%
% NOTE -- ONLY EDIT THE .Rnw FILE!!!  The .tex file is
% likely to be overwritten.
%
%\VignetteIndexEntry{Grouping FTICR-MS data with xcms}
%\VignetteKeywords{preprocess, analysis}
%\VignettePackage{xcms}
\documentclass[12pt]{article}

\usepackage{hyperref}

\newcommand{\Robject}[1]{{\texttt{#1}}}
\newcommand{\Rfunction}[1]{{\texttt{#1}}}
\newcommand{\Rpackage}[1]{{\textit{#1}}}
\newcommand{\Rclass}[1]{{\textit{#1}}}
\newcommand{\Rmethod}[1]{{\textit{#1}}}
\newcommand{\Rfunarg}[1]{{\textit{#1}}}

\textwidth=6.2in
\textheight=8.5in
%\parskip=.3cm
\oddsidemargin=.1in
\evensidemargin=.1in
\headheight=-.3in

\begin{document}
\title{Grouping FTICR-MS data with xcms}
\author{J. Bargsten}
\maketitle

\section*{Introduction}

This document describes how to use \Rpackage{xcms} for aligning multiple MS
spectra against each other.

\section{Prerequisites}
Lots of Preprocessing has to be done before the data is ready for aligning.
First of all \Rpackage{xcms} and \Rpackage{MassSpecWavelet}
are needed for further processing.

<<LoadLib>>=
library(xcms)
library(MassSpecWavelet)
@

This documentation uses raw mzdata files from \Rpackage{msdata} as example data
set.
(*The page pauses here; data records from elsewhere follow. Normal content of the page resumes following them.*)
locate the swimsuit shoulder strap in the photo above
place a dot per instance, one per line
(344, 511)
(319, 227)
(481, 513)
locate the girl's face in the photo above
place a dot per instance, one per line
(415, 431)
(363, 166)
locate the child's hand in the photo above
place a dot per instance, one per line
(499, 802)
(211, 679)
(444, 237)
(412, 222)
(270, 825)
Assuming that \Rpackage{msdata} is installed, we locate the path of the
package and extract the datafiles.

<<LoadData>>=
library(msdata)
mzdatapath <- system.file("fticr", package = "msdata")
mzdatafiles <- list.files(mzdatapath, recursive = TRUE, full.names = TRUE)
cat("Starting xcmsDirect.Rnw")
@

The \Rmethod{xcmsSet}-Constructor parses the given files and applies
peakpicking using the MassSpecWavelet algorithm, leading to a \Robject{xcmsSet}
object with 2 sampleclasses, ham4 and ham5, and 5 samples, respectively.

<<ProcessData>>=
data.mean <- "data.mean"
xs <- xcmsSet(
        method="MSW",
        files=mzdatafiles,
        scales=c(1,4,9),
        nearbyPeak=T,
        verbose.columns = FALSE,
        winSize.noise=500,
        SNR.method="data.mean",
        snthr=10
)
@
\section{Calibration}
\Rmethod{calibrate} can be used to correct the m/z values in a \Robject{xcmsSet}. It needs a xcmsSet and a list of m/z value which should be found in the object. To show this on a example a sample of ham4 is created and discalibrated a bit after getting some m/z:

<<CreateExample>>=

xs4 <- xcmsSet(
		method = "MSW",
		files = mzdatafiles[1],
		scales = c(1,4, 9),
		nearbyPeak = T,
		verbose.columns = FALSE,
		winSize.noise = 500,
		SNR.method = "data.mean",
		snthr = 10)

masslist <- xs4@peaks[c(1,4,7),"mz"]
xs4@peaks[,"mz"] <- xs4@peaks[,"mz"] + 0.00001*runif(1,0,0.4)*xs4@peaks[,"mz"] + 0.0001
@

The \Robject{xcmsSet} now can be calibrated again with the m/z from the masslist. The plot shows the reference masses with the distances to the found ones and the regression-line.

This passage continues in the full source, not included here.